Revelando el microbioma de cuatro manantiales termales diferentes en Turquía mediante metabarcoding de ADN ambiental
Autores: Çelik, Ilay; Keskin, Emre
Idioma: Inglés
Editor: MDPI
Año: 2022
Acceso abierto
Artículo científico
2022
Revelando el microbioma de cuatro manantiales termales diferentes en Turquía mediante metabarcoding de ADN ambiental
Categoría
Ciencias Naturales y Subdisciplinas
Subcategoría
Biología
Palabras clave
Desafíos
Vida microbiana
Manantiales termales
Tecnologías de secuenciación de ADN
Análisis de microbiomas
Condiciones fisicoquímicas
Temperatura
Contenido químico
Composición de microorganismos
Alta temperatura
Hipertermófilos
Termófilos
Baja temperatura
Halófilos
Oxidadores de azufre
Región génica
Pipeline bioinformático
Licencia
CC BY-SA – Atribución – Compartir Igual
Consultas: 14
Citaciones: Sin citaciones
Uno de los desafíos más significativos para detectar vida microbiana en manantiales termales mediante técnicas convencionales como el cultivo son las condiciones fisicoquímicas (temperatura, contenido de metales pesados, pH, etc.) de estos lugares. Los datos de varios estudios sugieren que las tecnologías de secuenciación de ADN de alto rendimiento pueden utilizarse para realizar análisis del microbioma más precisos y detallados. El objetivo principal de este trabajo fue determinar el microbioma en la fuente termal mediante metabarcoding de ADN ambiental aislado de cuatro fuentes diferentes y revelar la reflexión de las diferencias causadas por la temperatura y el contenido químico en el microbioma. Se extrajo ADN del agua filtrada con filtros cerrados y utilizando la plataforma de secuenciación de alto rendimiento Illumina, se secuenciaron las regiones V3 y V4 del gen 16S rRNA. Los resultados mostraron una correlación entre las condiciones fisicoquímicas y la composición de microorganismos de cuatro manantiales termales diferentes.

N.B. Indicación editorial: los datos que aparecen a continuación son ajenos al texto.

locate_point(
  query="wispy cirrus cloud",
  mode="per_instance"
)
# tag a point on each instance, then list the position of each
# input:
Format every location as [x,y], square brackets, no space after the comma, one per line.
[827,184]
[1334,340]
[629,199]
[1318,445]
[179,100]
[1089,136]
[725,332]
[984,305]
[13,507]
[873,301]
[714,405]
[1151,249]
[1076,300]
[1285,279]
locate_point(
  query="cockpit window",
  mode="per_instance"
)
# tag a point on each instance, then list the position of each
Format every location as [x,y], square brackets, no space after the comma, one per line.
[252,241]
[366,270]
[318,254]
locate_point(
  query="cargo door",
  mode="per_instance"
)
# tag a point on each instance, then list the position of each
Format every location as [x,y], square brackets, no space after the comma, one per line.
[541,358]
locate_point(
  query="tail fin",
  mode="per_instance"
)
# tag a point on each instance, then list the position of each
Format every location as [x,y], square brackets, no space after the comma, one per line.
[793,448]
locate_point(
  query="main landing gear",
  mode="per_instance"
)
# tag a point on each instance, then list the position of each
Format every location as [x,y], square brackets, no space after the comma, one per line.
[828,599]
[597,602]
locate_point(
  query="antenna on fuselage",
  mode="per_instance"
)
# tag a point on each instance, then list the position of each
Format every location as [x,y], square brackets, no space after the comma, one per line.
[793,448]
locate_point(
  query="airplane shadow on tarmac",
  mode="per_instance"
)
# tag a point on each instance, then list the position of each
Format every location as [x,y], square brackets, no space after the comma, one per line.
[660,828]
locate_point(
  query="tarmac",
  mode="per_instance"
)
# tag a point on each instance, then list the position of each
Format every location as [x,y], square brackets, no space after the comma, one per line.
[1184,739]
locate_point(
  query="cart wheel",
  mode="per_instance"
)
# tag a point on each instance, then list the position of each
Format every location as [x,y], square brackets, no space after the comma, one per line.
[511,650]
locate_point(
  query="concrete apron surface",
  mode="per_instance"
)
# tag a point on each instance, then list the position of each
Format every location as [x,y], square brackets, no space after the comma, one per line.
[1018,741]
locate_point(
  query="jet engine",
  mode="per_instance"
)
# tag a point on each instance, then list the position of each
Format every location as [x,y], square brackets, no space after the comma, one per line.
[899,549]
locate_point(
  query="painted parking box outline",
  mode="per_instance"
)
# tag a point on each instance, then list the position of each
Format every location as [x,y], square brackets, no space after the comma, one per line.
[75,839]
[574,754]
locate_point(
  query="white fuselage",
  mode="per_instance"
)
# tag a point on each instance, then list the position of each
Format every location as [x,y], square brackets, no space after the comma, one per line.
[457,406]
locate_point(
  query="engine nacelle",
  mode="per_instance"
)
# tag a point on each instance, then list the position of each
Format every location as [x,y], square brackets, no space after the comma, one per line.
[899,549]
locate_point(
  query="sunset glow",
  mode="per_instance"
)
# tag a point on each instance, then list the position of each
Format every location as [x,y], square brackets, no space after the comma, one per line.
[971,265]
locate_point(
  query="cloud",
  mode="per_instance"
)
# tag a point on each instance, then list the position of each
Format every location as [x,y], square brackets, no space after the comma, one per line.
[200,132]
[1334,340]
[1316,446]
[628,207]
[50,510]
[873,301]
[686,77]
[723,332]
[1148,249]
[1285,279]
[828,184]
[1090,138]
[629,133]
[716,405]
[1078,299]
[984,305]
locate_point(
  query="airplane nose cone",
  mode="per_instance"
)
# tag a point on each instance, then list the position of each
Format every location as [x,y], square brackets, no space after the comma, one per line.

Los manantiales con temperaturas extremadamente altas (89-90 grados C) estaban dominados por hipertermófilos, mientras que un manantial con una temperatura alta (52 grados C) estaba dominado por termófilos, y un manantial con una temperatura baja (26 grados C) y alta salinidad estaba dominado por halófilos y oxidantes de azufre. Con esta investigación, observamos muchos pasos manipulables de acuerdo con el trabajo de interés. Este estudio buscó obtener datos que ayudarán a decidir la región genética adecuada y elegir el pipeline bioinformático óptimo.
Descripción
Uno de los desafíos más significativos para detectar vida microbiana en manantiales termales mediante técnicas convencionales como el cultivo son las condiciones fisicoquímicas (temperatura, contenido de metales pesados, pH, etc.) de estos lugares. Los datos de varios estudios sugieren que las tecnologías de secuenciación de ADN de alto rendimiento pueden utilizarse para realizar análisis del microbioma más precisos y detallados. El objetivo principal de este trabajo fue determinar el microbioma en la fuente termal mediante metabarcoding de ADN ambiental aislado de cuatro fuentes diferentes y revelar la reflexión de las diferencias causadas por la temperatura y el contenido químico en el microbioma. Se extrajo ADN del agua filtrada con filtros cerrados y utilizando la plataforma de secuenciación de alto rendimiento Illumina, se secuenciaron las regiones V3 y V4 del gen 16S rRNA. Los resultados mostraron una correlación entre las condiciones fisicoquímicas y la composición de microorganismos de cuatro manantiales termales diferentes. Los manantiales con temperaturas extremadamente altas (89-90 grados C) estaban dominados por hipertermófilos, mientras que un manantial con una temperatura alta (52 grados C) estaba dominado por termófilos, y un manantial con una temperatura baja (26 grados C) y alta salinidad estaba dominado por halófilos y oxidantes de azufre. Con esta investigación, observamos muchos pasos manipulables de acuerdo con el trabajo de interés. Este estudio buscó obtener datos que ayudarán a decidir la región genética adecuada y elegir el pipeline bioinformático óptimo.